Emma unfurled her fingers. Gold cuff links set with black stones glimmered in her palm. Her touch was gentle as she took each of his hands in hers, turned it over, and carefully fastened the French cuffs of his shirt. She was quick, efficient, but he felt each glide and movement of her fingertips against the skin of his inner wrist like the touch of hot wires.

 

She dropped his hands, stepped back, and pretended to survey him thoughtfully. “I guess you’ll do,” she said.

 

Cristina gave a gasp.
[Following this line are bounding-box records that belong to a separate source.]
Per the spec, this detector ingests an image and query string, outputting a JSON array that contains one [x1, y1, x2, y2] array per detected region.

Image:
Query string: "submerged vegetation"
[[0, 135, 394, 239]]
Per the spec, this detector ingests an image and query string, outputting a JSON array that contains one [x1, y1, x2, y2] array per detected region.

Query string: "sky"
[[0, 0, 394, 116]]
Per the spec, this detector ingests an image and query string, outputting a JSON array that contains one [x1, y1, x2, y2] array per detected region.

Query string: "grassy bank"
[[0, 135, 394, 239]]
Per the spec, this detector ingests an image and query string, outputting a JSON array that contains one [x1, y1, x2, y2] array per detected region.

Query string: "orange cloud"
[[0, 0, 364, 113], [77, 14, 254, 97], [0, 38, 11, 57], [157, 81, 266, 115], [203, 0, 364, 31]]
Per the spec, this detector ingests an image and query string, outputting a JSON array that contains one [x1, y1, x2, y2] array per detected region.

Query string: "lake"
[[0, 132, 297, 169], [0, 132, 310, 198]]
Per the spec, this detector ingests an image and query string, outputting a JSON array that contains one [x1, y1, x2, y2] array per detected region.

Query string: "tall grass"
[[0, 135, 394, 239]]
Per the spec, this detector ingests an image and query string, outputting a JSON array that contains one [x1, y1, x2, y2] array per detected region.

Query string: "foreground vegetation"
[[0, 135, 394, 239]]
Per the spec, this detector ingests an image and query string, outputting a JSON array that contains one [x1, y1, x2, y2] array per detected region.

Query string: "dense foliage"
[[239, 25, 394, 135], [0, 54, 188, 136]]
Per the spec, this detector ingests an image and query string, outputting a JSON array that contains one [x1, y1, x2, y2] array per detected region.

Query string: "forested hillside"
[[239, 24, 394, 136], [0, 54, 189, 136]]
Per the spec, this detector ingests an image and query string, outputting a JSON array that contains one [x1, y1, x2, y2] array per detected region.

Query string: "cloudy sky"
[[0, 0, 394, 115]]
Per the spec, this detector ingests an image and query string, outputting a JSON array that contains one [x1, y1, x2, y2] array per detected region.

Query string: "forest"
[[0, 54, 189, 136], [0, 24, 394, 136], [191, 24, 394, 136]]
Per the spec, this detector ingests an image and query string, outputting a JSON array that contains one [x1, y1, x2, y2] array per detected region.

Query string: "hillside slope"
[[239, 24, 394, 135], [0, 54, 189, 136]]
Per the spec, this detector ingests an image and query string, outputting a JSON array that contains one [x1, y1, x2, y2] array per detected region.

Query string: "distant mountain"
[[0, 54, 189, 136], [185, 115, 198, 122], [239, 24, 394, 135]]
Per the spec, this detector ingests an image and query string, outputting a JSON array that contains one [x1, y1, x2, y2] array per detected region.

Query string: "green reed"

She was looking up, toward the top of the stairs; Julian followed her gaze. Mark was descending the staircase. Julian blinked, not quite believing his eyes. His older brother

 

seemed to be wearing a long, slightly ratty fake-fur coat—and nothing else. “Mark,” he said. “What are you wearing?”

 

Mark paused halfway down the stairs. His legs were bare. His feet were bare. Julian was 99 percent sure all of him was bare except for the coat, which was fairly loose. It was more of Mark than Julian had seen since they’d shared a bedroom when he was two.

Mark looked puzzled. “Ty and Livvy told me this was semiformal.”

 

It was then that Julian became aware of the pealing laughter from above. Ty and Livvy were seated along the upstairs railing of the staircase, giggling. “And I told you not to trust them!”

 

Emma’s lips were twitching. “Mark, just—” She held out a hand. Cristina was standing looking up at Mark with both her cheeks bright red, her hands clapped over her mouth. “Go back up to the landing, okay?” She turned to Jules and dropped her voice. “You have to find him something else to wear!”

 

“You think?”

Emma raised her eyes in exasperation. “Jules. Go into my room, okay? Trunk at the foot of the bed, there’s some of my parents’ old clothes. My dad wore a tux at his wedding. There were rune bands around the cuffs but we can rip those off.”

“But your dad’s tux—”

She looked up at him, sideways. “Don’t worry about it.”

A dozen flecks of gold in her left eye, only seven in her right. Each one like a tiny starburst.

“I’ll be right back,” Julian said, and jogged up the stairs toward his brother. Mark was on the landing, his arms held out in front of him as if he were examining the sleeves of his fur coat and deciding that they, in fact, were the problem.

 

Dru, holding Tavvy’s hand, had joined the twins. They were all giggling. The glow on Ty’s face when he looked at Mark made Julian warm and cold all at once.

 

What if Mark decided not to stay? What if they couldn’t find the killer and he was taken back to the Wild Hunt? What if?

“Would you say I’m overdressed or underdressed?” Mark inquired, arching his eyebrows.

Emma burst out laughing. She collapsed onto the bottom step of the staircase. A moment later Cristina had joined her. They clutched each other, helpless with laughter.


Julian wanted to laugh too. He wished he could. He wished he could forget the darkness that flickered at the edge of his vision. He wished he could close his eyes and fall, forgetting for one moment that there was no net stretched out below to catch him.

 

“Are you ready yet?” Julian asked the closed door of the bathroom. He’d retrieved John Carstairs’s suit from Emma’s trunk and dragged Mark back to his own bedroom to change. The thought of his brother being naked in Emma’s room didn’t sit well with him, even if Emma wasn’t there.